New Tax-Free Savings Account (TFSA) investors should focus less on timing their first entry into the market and look to maximize their time in the market. Indeed, it’s long-term investing that counts most. And though the short-term haze could see more potholes in the road, I think the long-term roadmap isn’t all too bad.
Not with the rise of impressive emerging technologies, ranging from generative artificial intelligence (GAI) to the Internet of Things (IoT), which may help jolt gross domestic product numbers steadily over the next decade.
TFSA investors: Time to brave the September swoon in stocks?
In any case, TFSA investors should look to brave the recent September swoon rather than wait for things to settle into year’s end. By braving the dips, you can get more for your investment dollars.
It’s never easy to jump in when others panic-sell. But if you want to get your TFSA off on the right track, you need to think like an independent, value-conscious contrarian. At the end of the day, it’s these types of investors who can outpace the rest of the markets and make money even when stocks are at a loss in any given down year.
Without further ado, let’s check out two top stocks I’d be willing to stash in a TFSA for years.
BCE
Back when BCE (TSX:BCE) stock was at its peak of nearly $74, it was hard to envision shares could plunge to around $50 in around a year and a half. The stock is crumbling under its own weight, with no bottom in sight. Indeed, the telecoms are so heavily out of favour, and nobody seems to want to step forward to capture the swelling yields.
BCE stock yields 7.51% right now. Another steep downward move would put it above 8%. For now, the dividend looks safe. But if a recession brings forth more trouble, investors should be prepared to fasten their seatbelts if a reduction is considered.
The telecom business faces pressure, but it’s the media segment that I think is the major long-term drag. As the 5G boom continues post-recession, BCE’s wireless business could flex its muscles again. But as for the media segment, I’m not nearly as bullish as we move into the age of AI-driven ads.
In any case, I like the stock for its dividend, which isn’t going anywhere anytime soon!
Canadian Tire
Canadian Tire (TSX:CTC.A) is a retailer that’s been hit with an uppercut from Mr.
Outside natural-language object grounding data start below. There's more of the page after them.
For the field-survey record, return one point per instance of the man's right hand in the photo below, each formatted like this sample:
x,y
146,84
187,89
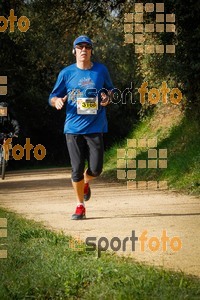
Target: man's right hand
x,y
58,102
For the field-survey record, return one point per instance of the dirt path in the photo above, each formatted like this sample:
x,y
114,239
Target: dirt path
x,y
113,211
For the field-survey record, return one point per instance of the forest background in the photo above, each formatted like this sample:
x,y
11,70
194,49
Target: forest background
x,y
31,61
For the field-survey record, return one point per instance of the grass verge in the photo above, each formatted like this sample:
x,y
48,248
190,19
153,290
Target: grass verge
x,y
41,265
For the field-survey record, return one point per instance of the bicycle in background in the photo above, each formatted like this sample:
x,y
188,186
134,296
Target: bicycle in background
x,y
5,152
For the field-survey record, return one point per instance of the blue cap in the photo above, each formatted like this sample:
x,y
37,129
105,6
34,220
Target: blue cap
x,y
82,39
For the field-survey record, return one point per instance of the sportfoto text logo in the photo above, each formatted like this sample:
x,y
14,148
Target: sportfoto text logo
x,y
23,22
154,243
39,151
3,234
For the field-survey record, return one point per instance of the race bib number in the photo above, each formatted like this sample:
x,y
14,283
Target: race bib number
x,y
87,106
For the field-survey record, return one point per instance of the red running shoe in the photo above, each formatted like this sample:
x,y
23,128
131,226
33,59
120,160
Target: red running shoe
x,y
87,192
79,213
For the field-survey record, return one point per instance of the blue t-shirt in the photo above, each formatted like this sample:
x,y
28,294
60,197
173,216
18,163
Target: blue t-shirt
x,y
77,83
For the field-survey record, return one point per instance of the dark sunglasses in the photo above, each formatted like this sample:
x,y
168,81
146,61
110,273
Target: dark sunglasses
x,y
80,47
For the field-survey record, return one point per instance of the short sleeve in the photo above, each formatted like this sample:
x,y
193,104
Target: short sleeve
x,y
59,89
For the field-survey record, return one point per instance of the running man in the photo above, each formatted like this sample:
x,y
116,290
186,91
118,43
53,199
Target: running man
x,y
86,88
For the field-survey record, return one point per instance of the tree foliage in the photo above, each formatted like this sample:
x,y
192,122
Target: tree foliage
x,y
32,60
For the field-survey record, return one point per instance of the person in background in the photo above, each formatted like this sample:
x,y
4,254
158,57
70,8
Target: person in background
x,y
86,88
8,123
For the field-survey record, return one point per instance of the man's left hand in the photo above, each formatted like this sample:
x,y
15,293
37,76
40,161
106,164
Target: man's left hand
x,y
106,99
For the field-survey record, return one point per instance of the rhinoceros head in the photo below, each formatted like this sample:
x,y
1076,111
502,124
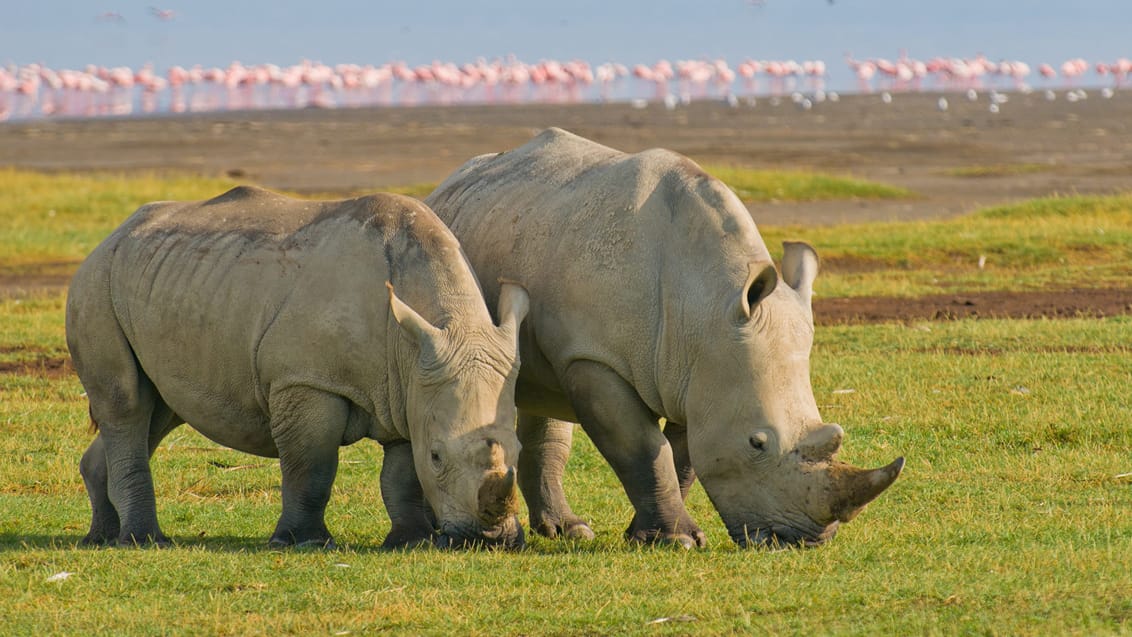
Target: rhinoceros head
x,y
461,412
762,452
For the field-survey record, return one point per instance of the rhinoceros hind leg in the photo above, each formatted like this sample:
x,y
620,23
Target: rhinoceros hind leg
x,y
627,435
404,500
104,524
546,445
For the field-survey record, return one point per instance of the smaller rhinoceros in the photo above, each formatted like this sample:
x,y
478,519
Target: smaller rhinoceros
x,y
271,325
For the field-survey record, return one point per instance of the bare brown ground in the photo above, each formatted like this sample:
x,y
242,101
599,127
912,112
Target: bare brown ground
x,y
957,160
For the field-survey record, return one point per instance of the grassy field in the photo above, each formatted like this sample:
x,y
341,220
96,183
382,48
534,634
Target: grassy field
x,y
1013,515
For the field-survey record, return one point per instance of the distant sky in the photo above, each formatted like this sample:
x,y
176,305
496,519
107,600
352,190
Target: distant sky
x,y
70,33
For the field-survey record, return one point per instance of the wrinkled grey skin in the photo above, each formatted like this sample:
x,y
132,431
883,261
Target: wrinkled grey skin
x,y
271,326
653,295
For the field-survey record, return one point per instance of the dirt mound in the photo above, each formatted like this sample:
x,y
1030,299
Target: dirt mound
x,y
1062,303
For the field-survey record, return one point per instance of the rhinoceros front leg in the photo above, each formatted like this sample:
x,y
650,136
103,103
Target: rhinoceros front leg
x,y
677,436
626,432
105,526
307,427
546,445
404,499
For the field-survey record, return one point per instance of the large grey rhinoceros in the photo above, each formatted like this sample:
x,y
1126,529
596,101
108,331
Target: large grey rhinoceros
x,y
271,325
653,295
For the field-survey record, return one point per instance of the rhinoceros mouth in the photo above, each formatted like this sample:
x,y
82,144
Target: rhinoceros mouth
x,y
507,535
777,537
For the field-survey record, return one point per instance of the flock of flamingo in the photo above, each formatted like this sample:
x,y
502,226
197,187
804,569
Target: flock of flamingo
x,y
35,91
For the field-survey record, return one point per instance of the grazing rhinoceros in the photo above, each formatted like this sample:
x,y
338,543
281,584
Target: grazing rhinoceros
x,y
653,295
265,323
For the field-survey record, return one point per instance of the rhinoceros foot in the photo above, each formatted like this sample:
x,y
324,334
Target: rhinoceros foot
x,y
686,534
569,527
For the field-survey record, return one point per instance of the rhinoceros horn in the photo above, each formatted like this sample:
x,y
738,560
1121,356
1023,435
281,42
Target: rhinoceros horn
x,y
852,488
497,497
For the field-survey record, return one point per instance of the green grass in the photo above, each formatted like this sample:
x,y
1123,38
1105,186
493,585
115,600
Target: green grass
x,y
1010,517
799,186
1013,516
56,220
49,223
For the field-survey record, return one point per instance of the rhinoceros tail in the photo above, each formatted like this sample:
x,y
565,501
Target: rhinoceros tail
x,y
94,423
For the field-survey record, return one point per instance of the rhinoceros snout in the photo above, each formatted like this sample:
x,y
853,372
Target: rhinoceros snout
x,y
507,535
780,537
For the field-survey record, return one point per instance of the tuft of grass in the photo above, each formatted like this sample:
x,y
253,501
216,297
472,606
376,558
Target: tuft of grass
x,y
1010,517
799,186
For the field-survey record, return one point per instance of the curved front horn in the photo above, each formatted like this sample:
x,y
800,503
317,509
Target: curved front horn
x,y
854,488
498,497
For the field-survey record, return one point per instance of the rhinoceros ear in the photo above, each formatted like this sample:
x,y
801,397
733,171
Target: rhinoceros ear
x,y
799,268
414,325
762,277
513,306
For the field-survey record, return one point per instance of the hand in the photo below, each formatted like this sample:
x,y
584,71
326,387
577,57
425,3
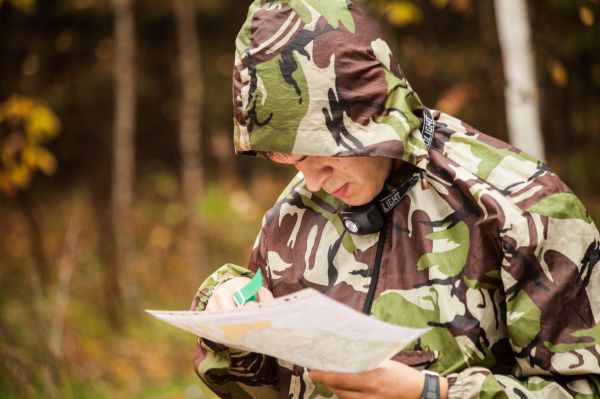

Market this summer. The stock sunk 22% from its summertime peak and could be headed for new 52-week lows by year-end. Shares are now down more than 30% from their 2021 peak, with a 4.64% dividend yield and a mere 10.65 times trailing price-to-earnings multiple.
As recession storm clouds move in, sales could slump much further from here. Regardless, I find some chance of recession is already baked in. With shares at a pretty strong level of long-term support at $146, I’d not be afraid to be a net buyer.